Myth 8 – If I have UM/UIM, my insurance company will provide a lawyer to represent me in court
Some insurance policies include Uninsured Motorist coverage and Underinsured Motorist coverage. If you have one of these coverages, your insurance company will provide a lawyer to represent you in court if you get hit by an uninsured driver who has no liability insurance or if you are hit by an insured driver who does not have enough liability insurance to pay for your injuries.
However, having two lawyers fighting for you can sometimes make things worse for your case if you have both Uninsured and Underinsured Motorist coverages. It is essential to speak with a personal injury attorney about which coverage is best for your case. It may be worth paying more on your policy to eliminate Underinsured coverage and go with just UM.

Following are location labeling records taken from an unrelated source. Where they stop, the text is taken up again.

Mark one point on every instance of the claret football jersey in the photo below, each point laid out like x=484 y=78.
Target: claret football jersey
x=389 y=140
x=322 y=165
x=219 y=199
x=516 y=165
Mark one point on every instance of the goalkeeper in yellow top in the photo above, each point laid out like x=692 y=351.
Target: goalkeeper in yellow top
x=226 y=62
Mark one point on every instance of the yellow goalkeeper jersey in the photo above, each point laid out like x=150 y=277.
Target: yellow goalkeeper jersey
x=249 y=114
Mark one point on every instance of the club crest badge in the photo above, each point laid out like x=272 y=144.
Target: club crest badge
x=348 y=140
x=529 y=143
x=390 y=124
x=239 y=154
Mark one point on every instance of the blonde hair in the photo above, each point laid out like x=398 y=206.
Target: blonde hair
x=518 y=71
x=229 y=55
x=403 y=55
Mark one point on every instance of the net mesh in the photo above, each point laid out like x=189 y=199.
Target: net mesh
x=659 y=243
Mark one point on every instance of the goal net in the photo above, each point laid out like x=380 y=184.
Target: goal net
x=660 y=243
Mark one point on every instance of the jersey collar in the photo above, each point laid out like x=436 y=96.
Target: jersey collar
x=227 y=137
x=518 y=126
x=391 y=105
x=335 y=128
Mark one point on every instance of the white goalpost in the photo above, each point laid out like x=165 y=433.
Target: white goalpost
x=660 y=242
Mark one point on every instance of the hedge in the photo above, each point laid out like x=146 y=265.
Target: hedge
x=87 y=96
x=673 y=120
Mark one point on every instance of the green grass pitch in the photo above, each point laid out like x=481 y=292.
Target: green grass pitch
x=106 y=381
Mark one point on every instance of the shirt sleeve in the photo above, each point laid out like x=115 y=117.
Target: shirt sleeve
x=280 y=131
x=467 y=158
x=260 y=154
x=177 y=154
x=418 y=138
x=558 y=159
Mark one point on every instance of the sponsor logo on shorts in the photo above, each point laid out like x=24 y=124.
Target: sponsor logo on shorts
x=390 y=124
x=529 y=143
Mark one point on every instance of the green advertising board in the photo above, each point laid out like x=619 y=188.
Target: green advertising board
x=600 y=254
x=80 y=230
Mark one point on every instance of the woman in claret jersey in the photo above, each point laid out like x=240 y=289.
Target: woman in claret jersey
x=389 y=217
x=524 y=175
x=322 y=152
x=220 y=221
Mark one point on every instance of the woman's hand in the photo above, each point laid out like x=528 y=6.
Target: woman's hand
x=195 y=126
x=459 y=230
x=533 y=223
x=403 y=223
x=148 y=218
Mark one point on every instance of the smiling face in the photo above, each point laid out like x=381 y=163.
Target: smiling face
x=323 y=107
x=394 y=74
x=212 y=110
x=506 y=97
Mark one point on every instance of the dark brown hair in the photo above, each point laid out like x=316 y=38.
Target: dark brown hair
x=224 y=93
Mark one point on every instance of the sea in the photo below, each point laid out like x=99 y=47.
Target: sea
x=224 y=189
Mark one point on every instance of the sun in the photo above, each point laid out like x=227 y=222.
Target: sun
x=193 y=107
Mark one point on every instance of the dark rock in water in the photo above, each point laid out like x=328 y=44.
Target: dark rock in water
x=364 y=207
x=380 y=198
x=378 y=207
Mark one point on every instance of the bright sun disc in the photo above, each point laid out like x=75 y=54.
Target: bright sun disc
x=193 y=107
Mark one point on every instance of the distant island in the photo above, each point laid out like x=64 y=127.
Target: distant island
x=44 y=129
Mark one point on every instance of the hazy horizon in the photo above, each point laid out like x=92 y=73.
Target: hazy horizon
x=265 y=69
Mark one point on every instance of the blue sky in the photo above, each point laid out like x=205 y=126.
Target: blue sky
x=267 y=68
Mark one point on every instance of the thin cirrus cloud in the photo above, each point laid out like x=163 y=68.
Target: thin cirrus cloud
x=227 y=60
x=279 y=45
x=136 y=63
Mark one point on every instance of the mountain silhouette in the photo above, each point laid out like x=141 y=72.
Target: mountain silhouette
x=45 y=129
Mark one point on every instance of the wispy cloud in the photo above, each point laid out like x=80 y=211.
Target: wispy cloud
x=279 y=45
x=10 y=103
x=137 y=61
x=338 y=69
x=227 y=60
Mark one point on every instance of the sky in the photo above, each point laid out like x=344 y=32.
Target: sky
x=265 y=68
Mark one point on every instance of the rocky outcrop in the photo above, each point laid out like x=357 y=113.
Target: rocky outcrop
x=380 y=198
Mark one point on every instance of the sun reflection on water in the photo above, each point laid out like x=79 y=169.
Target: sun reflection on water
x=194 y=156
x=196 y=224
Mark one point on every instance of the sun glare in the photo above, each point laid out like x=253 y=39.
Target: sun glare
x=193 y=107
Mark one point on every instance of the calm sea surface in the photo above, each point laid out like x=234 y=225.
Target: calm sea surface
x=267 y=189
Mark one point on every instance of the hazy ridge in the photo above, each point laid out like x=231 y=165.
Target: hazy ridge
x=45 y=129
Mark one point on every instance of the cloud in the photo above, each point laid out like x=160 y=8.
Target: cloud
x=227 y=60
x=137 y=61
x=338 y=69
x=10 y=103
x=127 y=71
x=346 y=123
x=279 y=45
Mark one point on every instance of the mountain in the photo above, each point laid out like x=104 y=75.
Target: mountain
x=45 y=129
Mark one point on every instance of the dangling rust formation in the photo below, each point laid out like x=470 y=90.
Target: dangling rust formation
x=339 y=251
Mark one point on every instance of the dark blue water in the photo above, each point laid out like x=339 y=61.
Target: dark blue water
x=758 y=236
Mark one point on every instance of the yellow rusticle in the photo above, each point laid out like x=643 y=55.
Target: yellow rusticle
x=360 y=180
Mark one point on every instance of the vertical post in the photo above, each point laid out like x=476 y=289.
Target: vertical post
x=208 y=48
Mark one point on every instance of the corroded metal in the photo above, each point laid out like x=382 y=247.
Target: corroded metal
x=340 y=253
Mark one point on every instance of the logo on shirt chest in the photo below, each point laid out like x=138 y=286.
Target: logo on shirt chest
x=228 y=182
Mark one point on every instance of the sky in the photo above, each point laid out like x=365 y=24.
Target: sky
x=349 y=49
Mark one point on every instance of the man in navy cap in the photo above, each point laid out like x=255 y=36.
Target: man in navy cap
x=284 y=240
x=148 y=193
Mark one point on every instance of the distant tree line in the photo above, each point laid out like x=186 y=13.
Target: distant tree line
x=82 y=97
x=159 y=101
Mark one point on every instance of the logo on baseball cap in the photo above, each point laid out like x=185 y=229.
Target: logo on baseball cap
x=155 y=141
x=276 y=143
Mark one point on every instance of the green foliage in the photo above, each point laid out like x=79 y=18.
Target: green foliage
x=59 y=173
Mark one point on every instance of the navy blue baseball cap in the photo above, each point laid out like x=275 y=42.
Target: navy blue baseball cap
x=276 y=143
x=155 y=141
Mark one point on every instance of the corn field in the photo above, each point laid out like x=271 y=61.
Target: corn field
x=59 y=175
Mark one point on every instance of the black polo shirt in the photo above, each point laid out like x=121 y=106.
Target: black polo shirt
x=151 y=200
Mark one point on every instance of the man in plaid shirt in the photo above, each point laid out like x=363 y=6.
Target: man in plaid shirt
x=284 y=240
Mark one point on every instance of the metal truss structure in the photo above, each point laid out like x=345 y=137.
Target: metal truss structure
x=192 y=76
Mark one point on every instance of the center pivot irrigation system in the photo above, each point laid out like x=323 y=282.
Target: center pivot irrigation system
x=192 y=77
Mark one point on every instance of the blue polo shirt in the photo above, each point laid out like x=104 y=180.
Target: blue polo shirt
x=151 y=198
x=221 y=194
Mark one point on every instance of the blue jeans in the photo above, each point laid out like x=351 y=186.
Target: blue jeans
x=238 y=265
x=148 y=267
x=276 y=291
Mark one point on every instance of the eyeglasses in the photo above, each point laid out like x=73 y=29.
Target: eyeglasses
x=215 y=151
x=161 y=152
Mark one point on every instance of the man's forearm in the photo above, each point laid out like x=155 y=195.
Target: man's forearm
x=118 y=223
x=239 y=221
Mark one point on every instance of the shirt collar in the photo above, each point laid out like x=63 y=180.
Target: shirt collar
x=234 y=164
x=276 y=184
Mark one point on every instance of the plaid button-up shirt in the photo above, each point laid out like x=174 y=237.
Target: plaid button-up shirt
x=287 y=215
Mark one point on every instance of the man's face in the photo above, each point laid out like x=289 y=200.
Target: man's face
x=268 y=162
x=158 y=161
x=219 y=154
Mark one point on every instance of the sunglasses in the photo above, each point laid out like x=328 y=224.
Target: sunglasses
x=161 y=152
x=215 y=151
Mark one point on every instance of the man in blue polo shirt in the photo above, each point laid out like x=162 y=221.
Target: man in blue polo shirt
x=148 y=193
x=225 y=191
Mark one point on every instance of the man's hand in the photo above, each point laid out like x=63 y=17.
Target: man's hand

Myth 9 – I don’t need uninsured motorist insurance because I have health insurance
You need uninsured motorist insurance because it’s designed to pay medical bills if you get hit by an uninsured driver. Who pays for your emergency room bills if you don’t have UM coverage and your health insurance doesn’t apply?
You do! It also comes in handy if you get injured on a public road or highway. Without UM coverage, you’re entirely at fault. So even if you have health insurance and some emergency fund, make sure that UM is part of your policy so that in a case where the injury is unavoidable due to another person’s negligence, you won’t be left high and dry.
Myth 10 – Older drivers always pay more than younger drivers
While rates for younger drivers are typically higher, it’s not always true that older drivers pay less than their younger counterparts. The amount you pay depends on various factors, including your driving record and where you live.
You could be paying more like a senior citizen, even if you have an impeccable driving record. Some companies have policies to charge older customers more negligible, but there’s no guarantee that every insurer has them.
If you’re looking for cheap car insurance as an older driver or maybe get lower car insurance quotes as a senior citizen (70 years old or over), finding out whether your company has such policies can save you money and provide some peace of mind on your monthly premium payment obligations too!